Graduating with a master’s from Berkeley in 1982, Fastovsky moved on to doctoral work with sedimentologist Robert H. Dott Jr. at the University of Wisconsin in Madison, and went to work on the sediments at Hell Creek, where paleontologist William Clemens was excavating Tyrannosaurus rex fossils. “I watched them collect dinosaurs, and thought — these people really need some help with their sedimentology,” Fastovsky says.

He also saw an opportunity to put his sedimentology background to work after Walter Alvarez proposed in 1980 that an asteroid impact might have triggered the dinosaur extinctions at the end of the Cretaceous, 65 million years ago. To study the extinction rate, Fastovsky says, he and Sheehan organized an effort of volunteers and other researchers to collect fossils and examine the sediments at the Hell Creek Formation in a large-scale statistically significant way. They wanted to “back out of the sediments” to determine whether the dinosaurs went extinct suddenly.
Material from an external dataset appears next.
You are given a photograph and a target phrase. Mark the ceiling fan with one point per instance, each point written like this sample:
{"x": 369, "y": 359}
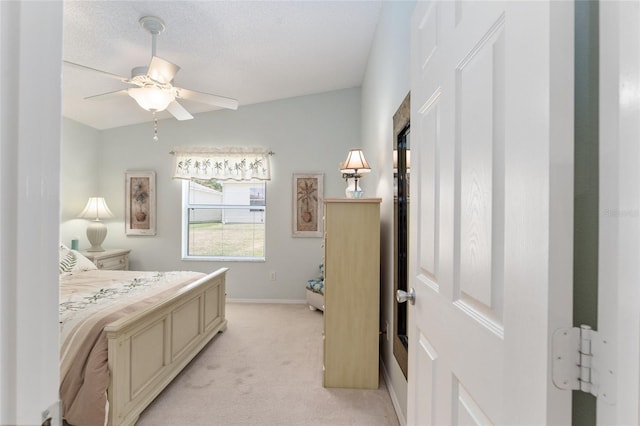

“You’re never going to be able to demonstrate that dinosaurs were killed by an asteroid — you can’t find bits of asteroid in their teeth or stuck in their eye sockets,” Fastovsky says. “So you have to reconstruct it by other means,” such as determining whether dinosaurs’ species diversity suffered a sudden decline. Fastovsky has continued to examine this question throughout his career, collecting sedimentological and fossil evidence that he says shows that dinosaur diversity reached a high point at the end of the Cretaceous and suddenly decreased — pointing to a rapid extinction.

Now in the geology department of the University of Rhode Island, he has also continued to carve out a niche for himself as a sedimentologist studying mass extinctions — a field in which he nearly stands alone, Sheehan says. “He’s a very dynamic teacher, and it carries over into his research.” Recently completing a five-year tenure as science editor at Geology, Fastovsky also received a 2006 Distinguished Service Award in August from the Geological Society of America.

“I feel like I’m lucky — I get to work on dinosaurs, create environments for them, reconstruct ancient worlds,” Fastovsky says. His latest research will take him back to Mexico, where he’ll work with paleontologists at UNAM to reconstruct the paleoenvironment in which the oldest hadrosaurs in the region once lived. And chances are, he’ll bring along his field viola, too.